As the annotations show (interval jumps underneath the stemless abstractions), the intervals aren’t quite the same as the one ‘attached’ to this work in wLOTR. There's a 5 jump in the composition which does not appear in wLOTR's interval class index. And, of course, 0 3 e 2 t 1 9 5 8 4 7 6 (also from wLOTR) is not (from the above, assuming F# → 0) 0 6 e 2 t 1 9 5 8 4 7 3.
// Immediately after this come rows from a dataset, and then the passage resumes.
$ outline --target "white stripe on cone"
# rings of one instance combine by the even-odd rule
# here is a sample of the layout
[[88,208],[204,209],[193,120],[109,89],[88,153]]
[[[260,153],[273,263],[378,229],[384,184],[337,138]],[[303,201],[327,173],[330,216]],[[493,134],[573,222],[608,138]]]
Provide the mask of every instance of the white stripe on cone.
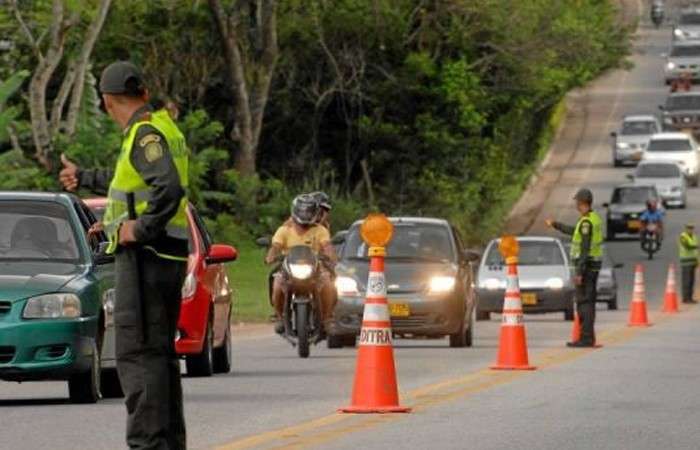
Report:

You can certainly see the similarity – it’s only at the edges (in bold underlining) that there is a difference

0 3 e 2 t 1 9 5 8 4 7 6
0 6 e 2 t 1 9 5 8 4 7 3

(although the 0 hardly needs to be underlined as its presence is demanded by the nature of the presentation). So what’s with this 3/6 head/tail swap? The worst possible place to happen for a lookup, wrecking both the tone-row and the interval-sequence index? The reference authority cited for this tone row is, in fact, a footnote in a journal article by the one and only David Lewin:

(from A Theory of Segmental Association in Twelve-Tone Music, D Lewin, Perspectives of New Music V#1 N#1, Autumn 1962) where one may clearly see the A after the initial F# and the terminal C in the upper (Φ0) line in contrast to the actualité of Webern’s C and F#, easily seen (multiple times, as if to nail it firmly into your head) in the above score-snippet.

The differential forms of the above Φ0 and I0 are 3838388383B6 and 949494494916 - hence their appearance (albeit with de-signed 3s and 4s) in wLOTR.
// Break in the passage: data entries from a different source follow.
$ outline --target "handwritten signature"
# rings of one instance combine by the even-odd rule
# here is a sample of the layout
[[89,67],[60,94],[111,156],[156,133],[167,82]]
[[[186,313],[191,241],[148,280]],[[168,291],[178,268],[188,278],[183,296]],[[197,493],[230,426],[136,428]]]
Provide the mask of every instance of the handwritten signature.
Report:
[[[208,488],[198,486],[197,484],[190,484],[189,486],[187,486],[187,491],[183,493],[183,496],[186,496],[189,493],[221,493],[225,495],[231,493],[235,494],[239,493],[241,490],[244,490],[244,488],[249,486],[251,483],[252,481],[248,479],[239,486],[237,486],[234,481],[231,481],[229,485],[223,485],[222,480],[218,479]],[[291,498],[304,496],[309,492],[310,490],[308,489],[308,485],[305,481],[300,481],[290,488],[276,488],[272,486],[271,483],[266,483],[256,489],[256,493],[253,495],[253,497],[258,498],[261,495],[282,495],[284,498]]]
Lewin’s exposition is – by the way - quite legitimate (his article concerns hexachords and segmentation). As he says, earlier on (in regard to Schoenberg’s Op 36 Violin Concerto):

“These examples are of considerable value in cautioning us against the naïve but plausible assumption that all effective associative relations in such music as this must be presented explicitly. The reader is urged to keep this moral in mind throughout the sequel. Of course, the extent to which we will recognize any such relations, whether explicit or not, is heavily dependent on the extent to which the compositional presentation of the notes involved supports or obscures the abstract relation, and/or the extent to which the sonorities involved have been explicitly established as referential.” [our emph]

What appear to be the 'obvious' tone rows (or, equivalently, interval-class sequences) - by which we mean those sets or sequences readily available to a listener or a score-reader (bearing in mind Castine’s caution), in contrast to those other, rather abstruse, representations available to a reader of somewhat rarefied musical journals - may not be terribly useful when interrogating a database to discover them. Fortunately, other rather more instantly available - even to a non-musician - indexes such as the composer's name or the work's name are also present.